Statistical inference with the GSS data

Setup

Load packages

library(ggplot2)
library(dplyr)
library(statsr)

Load data

load("gss.Rdata")

set.seed(15042020)

Part 1: Data

The data was provided by National Opinion Research Center at the University of Chicago (NORC). This is the cumulative data set witch has included 29 surveys into a single file.

Random sampling was used in each survey by independently drawn sample of English-speaking persons 18 years of age or over from 1972, living in non-institutional arrangements within the United States. Starting in 2006 Spanish-speakers were added to the target population.For these reasons, we can generalize this data set for all US population, but we need to be very careful in our conclusions about Spanish-speakers.

Part 2: Research question

We going to exploring the relationship between political party affiliation and family income.

The United States has two main competing political parties (Democrats and Republicans) influencing the development of the country and the whole world.
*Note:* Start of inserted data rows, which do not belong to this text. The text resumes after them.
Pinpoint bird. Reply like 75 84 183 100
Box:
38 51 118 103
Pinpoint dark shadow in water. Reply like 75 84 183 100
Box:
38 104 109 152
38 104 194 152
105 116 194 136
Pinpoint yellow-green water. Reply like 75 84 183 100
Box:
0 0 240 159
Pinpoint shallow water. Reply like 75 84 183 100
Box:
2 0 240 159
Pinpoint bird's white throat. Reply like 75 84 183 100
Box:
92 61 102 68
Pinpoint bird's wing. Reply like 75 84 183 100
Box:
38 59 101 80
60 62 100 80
In this regard, it would be interesting to know what interconnections exist between family incomes and their political views, as well as whether there is a statistically significant difference in incomes between these two groups.
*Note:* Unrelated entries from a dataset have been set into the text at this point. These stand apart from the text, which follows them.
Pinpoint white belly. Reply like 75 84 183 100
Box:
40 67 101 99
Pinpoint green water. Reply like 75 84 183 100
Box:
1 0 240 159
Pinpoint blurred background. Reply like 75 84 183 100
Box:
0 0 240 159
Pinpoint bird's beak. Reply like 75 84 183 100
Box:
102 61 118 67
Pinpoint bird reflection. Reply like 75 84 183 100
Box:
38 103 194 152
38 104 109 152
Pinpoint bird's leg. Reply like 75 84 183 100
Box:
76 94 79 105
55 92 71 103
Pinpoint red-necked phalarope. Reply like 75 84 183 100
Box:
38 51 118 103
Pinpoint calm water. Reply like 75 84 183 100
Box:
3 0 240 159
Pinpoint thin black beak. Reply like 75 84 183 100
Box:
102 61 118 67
Part 3: Exploratory data analysis

Let’s get unique values for political party affiliation partyid.

gss %>%
  select('partyid') %>%
  sapply(levels)

##      partyid             
## [1,] "Strong Democrat"   
## [2,] "Not Str Democrat"  
## [3,] "Ind,Near Dem"      
## [4,] "Independent"       
## [5,] "Ind,Near Rep"      
## [6,] "Not Str Republican"
## [7,] "Strong Republican" 
## [8,] "Other Party"

We will transform it into “Democrat”, “Republican” and “Other” by creating new column party_type.

gss <- gss %>% 
  mutate(party_type = as.factor(
    case_when(partyid == "Strong Democrat"    ~ 'Democrat',
              partyid == "Not Str Democrat"   ~ 'Democrat',
              partyid == "Ind,Near Dem"       ~ 'Democrat',
              partyid == "Ind,Near Rep"       ~ 'Republican',
              partyid == "Not Str Republican" ~ 'Republican',
              partyid == "Strong Republican"  ~ 'Republican',
              TRUE ~ 'Other')))

gss %>%
  select('party_type') %>%
  sapply(levels)

##      party_type  
## [1,] "Democrat"  
## [2,] "Other"     
## [3,] "Republican"

Let’s get plot of distridution of total family income in constant dollars by political party affiliation.

# transform
party_type <- gss %>%
  select('party_type','coninc') %>%
  filter(!is.na(coninc)) %>%
  filter(party_type == c("Democrat","Republican")) %>%
  mutate(party_type = factor(party_type, levels = c("Republican","Democrat")))

# summary
party_type %>%
  group_by(party_type)  %>%
  summarise(x_bar = mean(coninc), x_sd = sd(coninc), x_median = median(coninc), n = n())

## # A tibble: 2 x 5
##   party_type  x_bar   x_sd x_median     n
##   <fct>       <dbl>  <dbl>    <dbl> <int>
## 1 Republican 51943. 38893.    42215  8764
## 2 Democrat   40696. 33310.    33079 12632

# plot
party_type %>%
  group_by(party_type)  %>%
  ggplot(aes(x = coninc,fill = party_type)) +
  geom_histogram(bins = 10) +
  facet_wrap('party_type') +
  ggtitle("Distribution of total family income in constant dollars by political party affiliation") +
  labs(y = "count",
       x = "constant dollars")

In both cases we got right-skewed distributions. Centered at 42 215 dollars for ‘Republican’ and 33 079 dollars for ‘Democrat’ with most data roughly between between 0 and 130 000 dollars for ‘Republican’ and between 0 and 108 000 dollars for ‘Democrat’.

Part 4: Inference

Finally, we going to determine does this data provide statistically significant difference in total family income between ‘Republican’ and ‘Democrat’ family political party affiliation.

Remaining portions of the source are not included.